And that's really something, when you think about it. The design of this game seems to fit so neatly with that too-simple metaphor of birth and death, following the changes in the weather--for just as all thirty teams find quickly themselves stumbling into new routines while the April grass is still a little too wet, only the brightest and the best of them get to stick around after they learn they need to hit the ball just a little harder under an orange October sky.

Not for us, however.

No, the upper left hand corner of the country takes a couple of extra weeks to wear off that thick layer of ocean air, as if it were a hangover clouding our eyes so much we forgot what it felt like to be normal in the first place. And when that final pitch is thrown at the corner of Edgar and Dave, it is almost always, inevitably, under a beaming sun shining down not on decaying leaves but on a green that should know better than to think it still has reason to grow. In short, boy it sure sounded nice from Ken Burns, but the world doesn't end outside New England, my friend.

So facing our reality--an eternally underperforming baseball club, weather which refuses to provide the aesthetic recipe for a living metaphor of birth and death--we turn to second rate profundity. We make it up. Find something bigger than ourselves into which we can empty all our meaninglessness in order to be transformed into Meaning, sitting there, staring at us and declaring that it all actually makes sense, as long as we just look at it the right way. I mean, that's why this website was started in the first place, right?

We do it when we talk about the Mariners to our friends, we do it when we talk about the Mariners to each other. Hell, we do it right here on this website, and if we're being totally honest with each other then I'm doing it right now, because I don't really know if there is an outside of the whole thing. It's just what happens when you're a fan of this godforsaken franchise and you have to experience a game 162 again, and again, and again. You turn to literature, you turn to poetry, you turn to something written in an old baseball book filled with words from long dead men and you throw it all in a pot and smoosh it together with some cumin and salt and then step back and say by god, look at it, it's Beautiful.

Today the Mariners won, and then they threw some t-shirts at fans and then they went and took their uniforms off and probably, I don't know, all went out and drank some alcohol or something. Okay, they took showers somewhere in there too, but you get what I'm trying to say: there was no Lloyd wiping away tears as he took a saluting Felix off the mound, there was no contextual scoreboard watching, there was no thinking about how close we almost made it this time. It was just another celebration of the end of mediocrity. Again. Oh yeah, and Ichiro threw a breaking ball in Philadelphia.

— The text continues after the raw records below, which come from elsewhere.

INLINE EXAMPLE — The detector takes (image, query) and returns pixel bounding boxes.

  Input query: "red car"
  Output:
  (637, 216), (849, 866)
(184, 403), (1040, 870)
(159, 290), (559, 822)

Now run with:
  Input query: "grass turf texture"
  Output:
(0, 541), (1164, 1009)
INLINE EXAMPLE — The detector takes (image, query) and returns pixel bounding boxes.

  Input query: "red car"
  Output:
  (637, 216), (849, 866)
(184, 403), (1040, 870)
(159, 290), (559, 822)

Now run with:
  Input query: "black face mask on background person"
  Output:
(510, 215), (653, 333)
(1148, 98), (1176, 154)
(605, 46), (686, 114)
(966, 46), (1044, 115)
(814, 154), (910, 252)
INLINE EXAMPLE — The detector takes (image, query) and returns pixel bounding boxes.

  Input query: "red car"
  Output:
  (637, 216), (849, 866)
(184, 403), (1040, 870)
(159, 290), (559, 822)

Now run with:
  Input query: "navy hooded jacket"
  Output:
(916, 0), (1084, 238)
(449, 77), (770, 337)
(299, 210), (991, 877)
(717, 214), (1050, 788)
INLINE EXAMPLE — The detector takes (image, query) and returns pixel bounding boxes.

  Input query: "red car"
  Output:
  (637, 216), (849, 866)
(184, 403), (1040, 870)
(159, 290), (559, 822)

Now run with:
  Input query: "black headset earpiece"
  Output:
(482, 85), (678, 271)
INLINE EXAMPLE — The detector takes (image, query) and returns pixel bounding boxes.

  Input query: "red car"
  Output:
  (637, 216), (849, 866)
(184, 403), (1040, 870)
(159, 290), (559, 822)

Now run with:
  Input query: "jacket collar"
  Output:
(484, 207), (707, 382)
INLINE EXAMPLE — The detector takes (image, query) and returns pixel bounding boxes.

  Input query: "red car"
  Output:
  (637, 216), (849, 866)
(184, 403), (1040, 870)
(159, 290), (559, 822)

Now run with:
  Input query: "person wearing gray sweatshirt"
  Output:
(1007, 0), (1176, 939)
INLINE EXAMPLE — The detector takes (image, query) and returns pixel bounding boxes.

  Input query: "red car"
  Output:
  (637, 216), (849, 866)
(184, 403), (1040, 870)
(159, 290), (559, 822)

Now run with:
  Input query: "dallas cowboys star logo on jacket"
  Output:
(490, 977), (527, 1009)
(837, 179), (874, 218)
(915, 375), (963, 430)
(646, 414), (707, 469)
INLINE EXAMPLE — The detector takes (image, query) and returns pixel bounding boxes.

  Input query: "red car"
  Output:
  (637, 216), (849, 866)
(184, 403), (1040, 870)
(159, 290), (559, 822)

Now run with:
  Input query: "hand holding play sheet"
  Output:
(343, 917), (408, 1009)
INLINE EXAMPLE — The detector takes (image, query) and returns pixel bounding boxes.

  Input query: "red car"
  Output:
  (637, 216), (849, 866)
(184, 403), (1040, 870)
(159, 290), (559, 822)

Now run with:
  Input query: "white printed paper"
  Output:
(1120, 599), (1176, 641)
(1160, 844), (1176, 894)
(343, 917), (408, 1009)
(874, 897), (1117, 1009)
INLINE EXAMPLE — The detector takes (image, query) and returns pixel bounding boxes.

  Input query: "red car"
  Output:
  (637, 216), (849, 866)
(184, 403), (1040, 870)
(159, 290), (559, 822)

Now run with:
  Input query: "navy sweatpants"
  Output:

It's probably quite telling that the most important highlight from today's final Mariners game came from a game in which the Mariners didn't even play, but then again, you'd be lying if you told me anything else. Seth Smith hit a dinger to break up a 2-2 tie in the 8th, and the crowd cheered louder on my radio than I have heard it cheer all season. You almost believed Rick Rizzs was surprised with his Holy Smokes! before you realized they probably just had the crowd mics a lot lower than normal and were caught off guard by the whole thing.

There were some other things too, like hits by Ketel Marte and Robinson Cano. Kyle Seager drew a high-stakes walk, and Tom Wilhelmsen earned his 13th save of the season by striking out the side in the ninth, which if you ask me, ended this whole thing on a note reminiscent of 2012 which I would frankly have liked to have forgotten altogether. No the Mariners won the game and as a result, if they soon sign a Free Agent with a qualifying offer, they lose a draft pick. I don't want to talk about that part any longer so, I will not do that.

There was also the annual shower-the-fans-with-free-shit bribe they all took part in after the final pitch. But unlike last year, even that was buried under a blanket of disquietude as the Mariners get set to enter yet another tumultuous offseason under what should, hopefully, finally, be a competent front office. With dry eyes this time, Lloyd McClendon waved at fans with a terse smile in a shallow loop, removed his hat, and tossed it to a young fan in the front row above the home dugout before burrowing into the safety of the clubhouse.

lloyd hat

He probably knew he wasn't going to be wearing it again.

Meanwhile, any number of Mariners played their final game as a member of the organization today. Most, but not all, had no idea if they were even a part of that group in the first place. Mark Trumbo, James Jones, and Brad Miller all skirted the chalked grass with goodies in their hands, either wondering what city they would find themselves in, what level of play they would be lucky to call home, or even what position they would be playing by the first of April, 2016. Hisashi Iwakuma, himself balancing between stability and radical, unforeseen change, decided instead to just give this old lady what looks like the greatest gift she's ever received in her entire life.

kumagift

Eh, who are we kidding, he's probably going nowhere. She'll have one more thing to be excited about.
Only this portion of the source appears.